Fakirleştiriliyoruz
Hayat pahalılığı, enflasyon derken birileri varlıklarına varlık katıyor. Para parayı çeker sözünü haklı çıkarırcasına zenginler zenginleşirken, fakirler daha da fakirleşiyor. Sanıyoruz ki birileri veya sistem insanların bir kısmını zenginleştirmekle meşgul. Hayır.
Sistem ve birileri zenginleşmeye veya birilerini zenginleştirmeye çalışmıyor; birilerini, toplumları, devletleri fakirleştirmeye çalışıyor. Arada dağlar kadar fark var.
Dünyayı yöneten süper güçler dediğimiz şey on beş kadar aile. Bu ailelerin mal varlığı dünyada dolaşan paranın % 60’ndan fazla. Kurdukları kapitalist sistemle sömürdüler, çaldılar, biriktirdiler. Lakin şu an çalacak para da kalmadı, çaldıkları halde insanları diz çökmeye zorlayamadılar. Çünkü sistemde kara para var, kayıt dışı para var ve şimdi kara paraya, kayıt dışı ekonomilere savaş açmış durumdalar. Bu arada fakirleştirme gayretlerinden de geri durmuyorlar elbette.

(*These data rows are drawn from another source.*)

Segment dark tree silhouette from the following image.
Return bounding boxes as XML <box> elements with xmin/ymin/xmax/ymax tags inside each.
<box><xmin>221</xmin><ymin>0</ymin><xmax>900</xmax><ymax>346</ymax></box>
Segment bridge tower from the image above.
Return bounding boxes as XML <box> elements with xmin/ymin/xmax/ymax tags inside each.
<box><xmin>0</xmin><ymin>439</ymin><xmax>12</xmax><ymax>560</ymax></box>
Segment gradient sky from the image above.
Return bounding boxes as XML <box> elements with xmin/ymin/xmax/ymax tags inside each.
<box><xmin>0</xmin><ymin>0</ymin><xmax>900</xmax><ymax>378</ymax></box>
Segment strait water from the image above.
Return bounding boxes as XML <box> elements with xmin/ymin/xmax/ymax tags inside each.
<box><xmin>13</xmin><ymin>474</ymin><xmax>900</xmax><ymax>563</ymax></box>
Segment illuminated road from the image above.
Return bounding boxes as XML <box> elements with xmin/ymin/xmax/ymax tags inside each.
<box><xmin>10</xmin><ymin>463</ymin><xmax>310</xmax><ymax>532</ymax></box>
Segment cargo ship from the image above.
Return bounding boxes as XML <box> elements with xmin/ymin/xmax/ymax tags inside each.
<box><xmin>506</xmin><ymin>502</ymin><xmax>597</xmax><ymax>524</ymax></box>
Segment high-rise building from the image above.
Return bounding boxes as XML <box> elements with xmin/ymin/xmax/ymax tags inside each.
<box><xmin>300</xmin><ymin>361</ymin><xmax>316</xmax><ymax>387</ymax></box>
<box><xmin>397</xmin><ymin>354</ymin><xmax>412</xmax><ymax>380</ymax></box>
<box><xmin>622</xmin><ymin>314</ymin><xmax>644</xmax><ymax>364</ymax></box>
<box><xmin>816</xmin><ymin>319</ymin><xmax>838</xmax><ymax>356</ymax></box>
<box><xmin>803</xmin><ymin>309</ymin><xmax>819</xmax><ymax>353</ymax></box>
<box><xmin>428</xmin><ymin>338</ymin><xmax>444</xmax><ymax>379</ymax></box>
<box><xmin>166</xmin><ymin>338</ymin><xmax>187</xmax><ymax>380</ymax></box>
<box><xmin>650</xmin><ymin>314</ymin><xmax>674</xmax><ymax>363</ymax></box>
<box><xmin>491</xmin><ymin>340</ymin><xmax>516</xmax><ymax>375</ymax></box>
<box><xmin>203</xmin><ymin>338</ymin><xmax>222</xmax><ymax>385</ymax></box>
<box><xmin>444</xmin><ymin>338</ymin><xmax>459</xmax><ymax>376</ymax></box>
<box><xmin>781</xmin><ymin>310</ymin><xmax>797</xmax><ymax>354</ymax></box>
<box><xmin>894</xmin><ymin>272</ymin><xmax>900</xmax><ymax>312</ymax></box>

Zengin bu aileler hemen her şeye sahip ama buna rağmen sokaktaki insanlar sahip oldukları imkan ve mini servetlerle hala tatil yapabiliyor, araba alabiliyor, iş kurabiliyor. İşte bunu istemiyorlar. O yastık altındakilere bu yüzden göz dikiyorlar, kara para trafiğine bu yüzden düşmanlar.
Çünkü fakirleştirirlerse halklar diz çökecek, dilenci durumuna düşecek ve söz dinleyecek!
Tam bağımsızlık sevdalıları ilk hedefte. Küresel nizama baş kaldıranlar da.
Avrupa ülkelerinin lokomotifleri bile öylesine bir kıskaçta ki Almanya dahi küresel servet sahiplerine borçlarını ödeyemedi ve fabrikalarını devretmek zorunda kaldı. Varın siz diğer ülkelerin halini düşünün.
Fakir devletlerin durumu fakir halklardan da beter. Çünkü siyasi, askeri arenada devletler tavize mecbur bırakılıyor. Zamanın kapitülasyonları çok masum kalıyor bu kirli tuzaklara göre. Rejimin değiştirilmesini, ayaklanmaları, eğitimin kendilerince belirlenmesini, doktorların başka ülkelere gitmesini, devasa göçleri öngörüyor ve kumpasla, tehditle kabul ettiriyorlar. Gariban ülkeler en mağdur olanlar. Suriye örneği gibi, Ortadoğu ve Uzakdoğu gibi.
Halklar fakirleştirilmeden diz çökmeyecek biliyorlar. Provasını Covid masalları sırasında yaptılar. Devletler de fakirleştirilmeden yanlarında yer almayacak. Bunu da biliyorlar. Yani hedef ve gayeleri zenginleşmek değil, fakirleştirmek.
Çünkü fakirleştirilenler;
Ahlaktan tavizler verir, iş üretemez, eğitimi terk eder, yasadışı yollara müracat eder, namus ve erdem gibi faziletler kaybedilir….
Bu yüzden fakirleştiriliyoruz.
benden demesi.
Fakirleşince… insan sınırların haksızlık olduğunu düşünüp, yıkmak ister. Ahlaki bariyerleri kendisine konmuş yasaklar kabul edip, yeşil vadilere (lüks hayatlara) uzanmak için yıkıp geçmek ister. Düşünceler objektif olmaktan uzaklaşır, kalp susar, nefis konuşmaya başlar. Yıkım anı da asıl o zaman devreye girer.